25 Amaziah was 25 years old when he became king, and he ruled for twenty-nine years in Jerusalem. His mother’s name was Jehoaddan; she was from Jerusalem. He did what was right in the Lord’s eyes but not with all his heart. Once he had secured control over his kingdom, he executed the officials who had assassinated his father the king. However, he didn’t kill their children because of what is written in the Instruction scroll from Moses, where the Lord commanded, Parents shouldn’t be executed because of what their children have done; neither should children be executed because of what their parents have done. Each person should be executed for their own guilty acts.[a]

Amaziah gathered the people of Judah, organizing them into family units under captains of thousands and hundreds for all Judah and Benjamin. He summoned everyone 20 years old and older and found that there were three hundred thousand select troops, ready for service and able to handle spears and body-sized shields. He also hired one hundred thousand warriors from Israel for one hundred kikkars of silver.

But a man of God confronted him. “King,” he said, “the troops from Israel must not go with you, because the Lord isn’t on the side of Israel or any Ephraimite.
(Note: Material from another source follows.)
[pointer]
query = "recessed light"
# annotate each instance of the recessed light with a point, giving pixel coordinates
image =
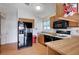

Should you go with them anyway, even if you fight fiercely, God will make you stumble before the enemy, because God has the ability to either help or make someone stumble.”

Amaziah asked the man of God, “What about the hundred kikkars I paid for the Israelite troops?”

“God can give you much more than that,” the man of God replied.

10 Amaziah released the Ephraimite troops who had joined him so they could go home, but this only infuriated them against Judah, and they left in a rage. 11 Amaziah courageously led his people to the Salt Valley, where they killed ten thousand people from Seir. 12 The Judean forces captured another ten thousand alive, brought them to the top of a cliff, and threw them off so that all were dashed to pieces. 13 Meanwhile, the troops Amaziah had released from fighting alongside him raided cities in Judah from Samaria to Beth-horon, killing three thousand people and carrying off a large amount of loot. 14 When Amaziah returned after defeating the Edomites, he brought the gods of the people of Seir. He set them up as his own gods, bowed down before them, and burned incense to them. 15 As a result, the Lord was angry with Amaziah and sent a prophet to him.

“Why do you seek the gods of this people?” the prophet asked. “They couldn’t even deliver their own people from you!”

16 “Since when do you give me advice?” Amaziah interrupted. “You better quit before you end up dead!”

So the prophet stopped, but not until he said, “I know God plans to destroy you because you’ve done this and because you’ve refused to listen to my advice.”

17 After Judah’s King Amaziah consulted with his advisors, he sent a challenge to Israel’s King Joash, Jehoahaz’s son and Jehu’s grandson. “Come on,” he said, “let’s go head-to-head!”

18 Israel’s King Joash sent the following reply to Judah’s King Amaziah: “Once upon a time, a thistle in Lebanon sent a message to a cedar: ‘Give your daughter to my son as a wife.’ But then a wild beast in Lebanon came along and trampled the thistle. 19 Do you think that because you’ve defeated Edom, you can arrogantly seek even more? Stay home! Why invite disaster when both you and Judah will fall?” 20 But Amaziah wouldn’t listen, because God intended to use this to destroy them since they had sought Edom’s gods. 21 So Israel’s King Joash moved against Judah’s King Amaziah and went head-to-head in battle at Beth-shemesh in Judah. 22 Judah was defeated by Israel, and everyone ran home. 23 At Beth-shemesh, Israel’s King Joash captured Judah’s King Amaziah, Jehoash’s[b] son and Ahaziah’s[c] grandson. Joash brought him to Jerusalem and broke down six hundred feet of the Jerusalem wall from the Ephraim Gate to the Corner Gate. 24 Joash took[d] all the gold and silver, and all the objects he could find in God’s temple in the care of Obed-edom, and in the treasuries of the palace, along with some hostages. Then he returned to Samaria.

25 Judah’s King Amaziah, Jehoash’s son, lived fifteen years after the death of Israel’s King Joash, Jehoahaz’s son. 26 The rest of Amaziah’s deeds, from beginning to end, aren’t they written in the official records of Israel’s and Judah’s kings? 27 From the time Amaziah turned away from the Lord, some people conspired against him in Jerusalem. When Amaziah fled to Lachish, they sent men after him, and they murdered him in Lachish. 28 They carried him back on horses and he was buried with his ancestors in David’s City.[e]

Footnotes

  1. 2 Chronicles 25:4 Deut 24:16
  2. 2 Chronicles 25:23 Or Joash (see also 25:25); the king's name is variously spelled in either long Jehoash or short Joash form in 2 Kgs.
  3. 2 Chronicles 25:23 See 2 Kgs 14:13; MT Jehoahaz.
  4. 2 Chronicles 25:24 See 2 Kgs 14:14; Heb omits took.